We’ve talked about it some: this focus on exacting and correct form but less on the safety of the sequencing, Surya Namaskar in level 1 classes without an intro to it, handstands at the wall without any demo…all of it makes me cringe, yes. But it’s also forcing me to see the gaping holes that I’ve just sort of breezed over in my practice: Chaturanga, Handstand, Hanumanasana…aka. Stuff That Is Hard For Me.

After spending months crying in hip openers, I realize that I’m now in my comfort zone there, even when it drags up the gunk. For ladies like us who are more soft and savasana-y than hard and handstand-y, hip openers are a good place to hang out, once they’re not so scary; I’m really, really comfortable (finally) modifying Surya Namaskar so that it’s got a little more of the Chandra and a little less of the rippling shoulders. I’m pretty sure I haven’t done full Chaturanga on a regular basis since before the Anusara Immersion (shoulders! on! back! or! do! not! do! it!).

But, as with all asana and as with life, now that I’m comfortable having to modify things and comfortable slowing and grounding down, it’s time to head somewhere else–up. Because it’s all about balance, right? And so who cares if I can get all juicy into the hips if I can’t also pick it up for an arm balance now and again?

Yesterday, without much intention to do so, I was suddenly teaching myself Chaturanga. Down-dog to plank and back. Over and over again. Hands and kneeds to plank. Melt the heart. Plug your shoulders in. Lower, lower, lower and whoops, there go the shoulders. Try it again. Try it at the wall. More shoulder openers. Try it again. Needless to say I am a sore lady this morning. But it’s that good kind of sore–sore from hours of practice, sore from aha! moments and figuring things out in the body–the sore that all yoginis love. The sore that doesn’t just make you groan when you move but makes you pause and think and write wordy blogs about how poses are changing things in your life.

And so I wonder, what’s making you sore these days? Not necessarily in the “omg I cannot move” kind of way, but in the “omg I just spent 3 hours working on this and am still thinking about it the next day” kind of way.

xo,

Caitlin

Yoga and Grossness

Dear Fanny,

Ok, first of all: so jealous of your central Texas resort vacay! Although NYC isn’t hitting triple digits like you guys, the humidity and the grime of the city make 93 feel like an actual, burning cement hell some days.

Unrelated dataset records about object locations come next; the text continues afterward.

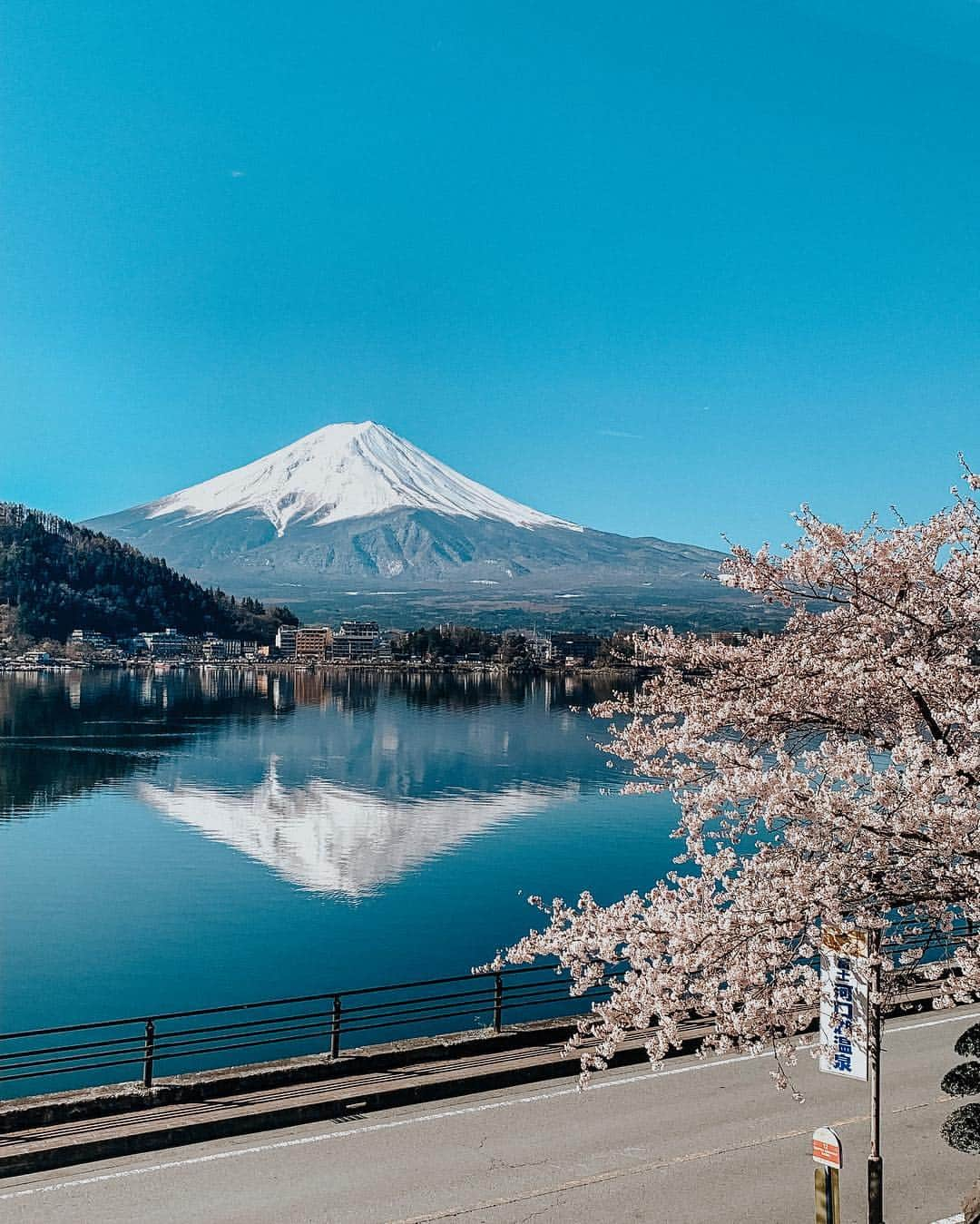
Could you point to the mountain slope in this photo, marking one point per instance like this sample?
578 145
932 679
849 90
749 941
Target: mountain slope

Like today.

And today, for some reason, I thought it would be a good idea to not take a nice, cooling restorative class (oh, wait, we only do those a couple of times a week at my Strut-Your-Spandex Studio), but a Sculpting fusion class (I mean, I have to get into those spandex too…). And it kicked my butt. And made me sweaty and gross. And I will most definitely wake up sore tomorrow.

But sometimes, in spite of all the things I know about balancing Pitta when it’s hot and finding balance and working at my soft edge, I just need a good butt-kicking, you know? Sometimes I think of a time that Sadani said, quite wisely: “And sometimes you just take the walk, and that’s the yoga.” It struck me, however many months ago, and I find myself repeating it all the time. Sometimes, staying late at work for that level 2/3 vinyasa class is a hell of lot less balanced than getting on the bus and coming straight home to your sweetie (especially when said vinyasa class is lacking in a decent savasana); sometimes, sleeping a little later is more yogic than not getting enough sleep so that you can get up and force yourself to do some pranayama; and sometimes, even when the air is so thick you have to plunge through it on the way to the train, taking a class that will leave you exhausted and dripping sweat is the best thing you can do for your frazzled little vata brain.

And now, I will savor (like you, with your camera and your lovely poolside) the little details that a tired body can make you appreciate: the dinner that a sweet boy has already made for you when you get home, the shower that tends to run obnoxiously cold, the peach sorbet that’s been waiting for you in the fridge, the new AC that is like a third, noisy member of our home.